Bowers:
In short, the DNC will be moving away from the long-term, decentralized, fifty-state strategy of Howard Dean's tenure, and toward serving as a short-term, centralized re-election effort for President Obama in 2012. It will continue the move away from paid media ushered in by Howard Dean, maintain or increase the amount of resource expenditures in most states, and the number of states it targets will be a broader effort than the narrow focus we saw in 2001-2004 (but more narrow than 2005-2008). However, it will return to the traditional role of the DNC as a supplement for the sitting President's re-election campaign, rather than as the long-term, localized institution building operation that is was from 2005-2008.
The fifty-state strategy of 2005-2008 is going to be replaced with the "re-elect President Obama" strategy of 2009-2012.
Assuming Bowers' source is correct, the DC Democratic establishment will like this. They hated losing control of that cash and letting the states decide for themselves how to best spend it. This is a return to how the party has traditionally operated. Idaho, which implausibly elected a member to the House in an R+18.9 district -- the most Republican district held by a Democrat today and the 14th most Republican district in the entire country -- would likely get passed over using a more traditional resource allocation model.
Obama lost Idaho by 26 points. Yeah. Deep red. But Kerry lost it by 38 points. We become a national party by competing nationally. Look at the 2004 and 2008 maps:
2004:
2008:
Blue states were made bluer, light red states were flipped, and crimson states were lightened up. Look at that vertical column from North Dakota to Texas. Sure, Oklahoma is full of dead-enders, but what used to be a crimson band of solid Red has now lightened considerably. The Dakotas were single-digit contests despite having no Obama ground game, officially making them purple states. Montana will flip our way in 2012 after being a 20-point Bush state in 2004.

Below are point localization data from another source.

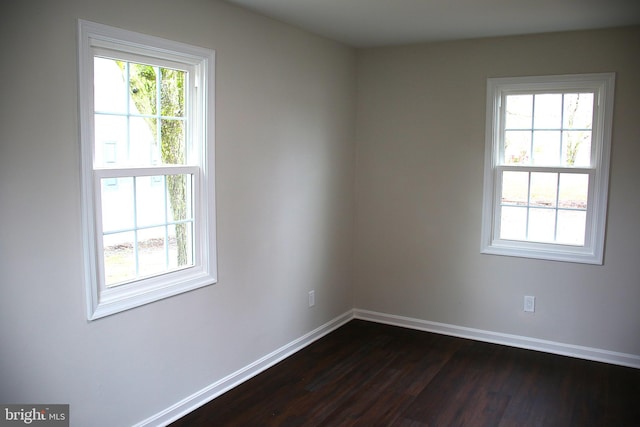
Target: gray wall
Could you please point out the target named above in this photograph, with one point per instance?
(285, 130)
(286, 155)
(420, 146)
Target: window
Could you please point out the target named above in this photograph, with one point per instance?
(146, 107)
(547, 166)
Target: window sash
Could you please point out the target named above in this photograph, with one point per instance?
(498, 205)
(602, 86)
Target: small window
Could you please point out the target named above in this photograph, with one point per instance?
(547, 166)
(146, 108)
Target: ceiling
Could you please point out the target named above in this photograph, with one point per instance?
(367, 23)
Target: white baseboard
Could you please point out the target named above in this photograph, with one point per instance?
(214, 390)
(588, 353)
(219, 387)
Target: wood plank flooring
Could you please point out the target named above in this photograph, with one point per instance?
(368, 374)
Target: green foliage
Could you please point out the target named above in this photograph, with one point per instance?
(145, 84)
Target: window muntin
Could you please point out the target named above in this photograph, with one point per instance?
(147, 160)
(546, 166)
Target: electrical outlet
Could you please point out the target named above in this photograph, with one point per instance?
(312, 298)
(529, 303)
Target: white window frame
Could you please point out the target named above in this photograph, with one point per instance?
(102, 301)
(592, 252)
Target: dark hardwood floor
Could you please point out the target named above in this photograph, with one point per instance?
(368, 374)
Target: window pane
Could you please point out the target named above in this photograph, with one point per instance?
(150, 201)
(181, 245)
(179, 206)
(544, 186)
(578, 110)
(574, 189)
(547, 111)
(109, 89)
(546, 148)
(515, 188)
(117, 204)
(143, 150)
(110, 140)
(152, 257)
(576, 148)
(518, 112)
(571, 227)
(173, 147)
(513, 223)
(119, 258)
(541, 224)
(143, 89)
(517, 146)
(172, 93)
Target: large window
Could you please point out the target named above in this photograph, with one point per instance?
(146, 107)
(547, 166)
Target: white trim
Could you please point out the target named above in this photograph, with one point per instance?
(519, 341)
(234, 379)
(210, 392)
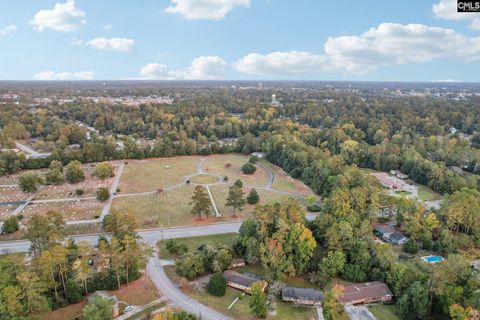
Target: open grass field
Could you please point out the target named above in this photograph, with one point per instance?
(169, 208)
(204, 179)
(139, 292)
(5, 211)
(220, 192)
(39, 145)
(384, 312)
(241, 309)
(194, 242)
(427, 194)
(284, 182)
(72, 210)
(66, 313)
(65, 190)
(166, 209)
(83, 228)
(153, 174)
(12, 193)
(12, 179)
(230, 165)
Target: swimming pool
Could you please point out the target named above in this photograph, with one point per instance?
(432, 259)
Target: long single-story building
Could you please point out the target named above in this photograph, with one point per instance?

And yes, even Idaho, Wyoming, and Utah saw significant gains for Democrats. They may be some of the most Republican states in the union today, but significantly less so than four years ago. And that matters not just to Obama's reelection effort in 2012, but also to every Democratic candidate up and down the ballot between now and then.
Howard Dean was a rare political creature -- a person who embraced decentralization. The new crew in power is far more conventional, resorting to an old-school centralized power structure. Democrats have the White House, and perhaps it's understandable that they want to take a proven model (the Obama campaign) and begin building what will eventually morph into Obama's reelection campaign. But given the size of Obama's list and his fundraising prowess, it shouldn't have to be an either-or proposition.
Update: I wrote this as a comment in the threads, but it's a succinct summary of this post, so I'll paraphrase it here:
There reason that there's an inherent conflict with turning the DNC into Obama's 2012 reelection effort is that there's no reason for the Obama operation to have staffers in Utah. But there's a reason for the Democratic Party to have staffers in Utah -- helping Democrats get elected to important local- and state-level offices and building a bench for federal offices.
If Obama's DNC wants to staff up in battleground states, then great. But the rest of the states shouldn't be discarded. We've been down that road before, and it wasn't pretty.